Until Bant. Bant had known at once. Josif never knew what made the difference or why he changed. Just that one day everything had been the same; Bant a friend of sorts, but very distant, Pyoter the beginning and end of the world to him. And then the next day, it had all been changed. Pyoter was a stranger, and Bant, who had finally taken Josif to his bed, had completely replaced him.

It horrified Josif that he could change that quickly, that overnight his attitudes could change. He refused to think it might be just the sex; he reconstructed events and saw the seeds of the change months before, when Bant had first hired him as his secretary and they had begun their friendly banter in the office. Josif now remembered the touches, the smiles, the warmth; he had been changing all along, and only noticed it all at once.

He could not bear to be disloyal to Pyoter. He had tried, for weeks, to keep things the same between them. It was impossible. Pyoter wasn’t a fool, and Josif watched him getting more and more hurt as it became clearer and clearer that Josif no longer belonged to him as he had. And finally Pyoter said, “Why didn’t you just leave at once, instead of tearing me up bit by bit like this?”
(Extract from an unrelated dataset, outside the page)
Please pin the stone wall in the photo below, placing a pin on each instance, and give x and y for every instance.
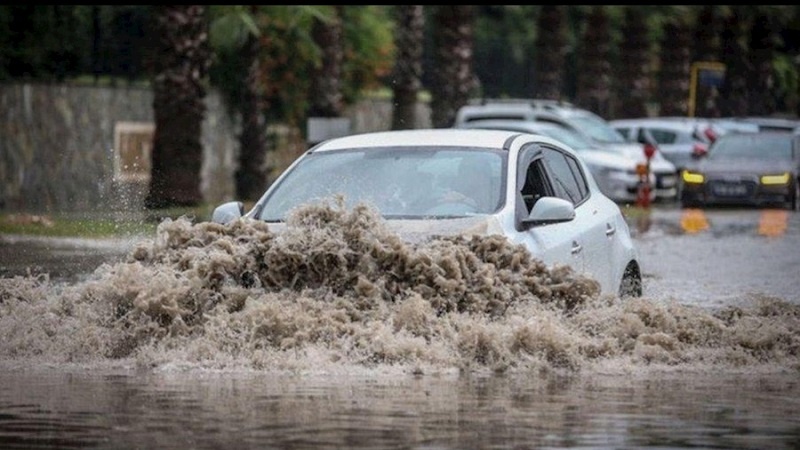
(57, 146)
This time, Josif thought, this time I
must
leave. Before I destroy Kyaren. Because this boy I cannot resist, and sooner or later the change will come, if he’s here often. Sooner or later it will not be Kyaren I come to with my thoughts and my feelings; or, even if the boy never becomes my friend, it will get to a point where I will be so obsessed by him, as I was obsessed by Bant, that I cannot bear to be with Kyaren anymore.

The duffel lay at his feet, half full. Why don’t I go? Josif asked himself. Why am I still here? I know what I have to do, I know why, it’s the way I am and the only way to stop myself is to stop everything, and yet here I sit and I haven’t packed and I’m not leaving and why not?
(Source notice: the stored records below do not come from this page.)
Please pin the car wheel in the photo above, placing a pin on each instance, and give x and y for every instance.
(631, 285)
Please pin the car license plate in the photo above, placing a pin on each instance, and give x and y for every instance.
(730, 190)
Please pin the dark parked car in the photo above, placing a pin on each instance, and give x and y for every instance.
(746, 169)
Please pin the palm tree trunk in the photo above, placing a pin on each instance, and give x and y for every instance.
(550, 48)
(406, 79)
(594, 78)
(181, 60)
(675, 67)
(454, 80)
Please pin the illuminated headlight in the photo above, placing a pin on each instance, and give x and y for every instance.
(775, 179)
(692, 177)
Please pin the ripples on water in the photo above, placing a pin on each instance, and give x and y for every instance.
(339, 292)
The answer stood in the door, her face surprised, uncomprehending.

“What are you doing?” Kyaren asked.

“Packing,” Josif answered, but he knew even then that he would not leave. He had never been able to leave Pyoter or Bant willingly; he would not be able to leave Kyaren either. I am not in control of myself, Josif realized. I gave myself to her, and I can’t just decide to take myself back.

“Why?” Kyaren asked, already hurt because she could not comprehend what he was doing.

If I stay, I’ll destroy her as I destroyed Pyoter.

“We’ll still be friends,” Josif answered.

“What brought this on? Why now, at three o’clock in the morning? What did I do?”

“Ansset,” Josif said.

She misunderstood. “How can you possibly be jealous of him? He’s only fifteen! They give them drugs in the Songhouse, he’s sterile, puberty is put off for years—he hardly even has a sex, Josif—”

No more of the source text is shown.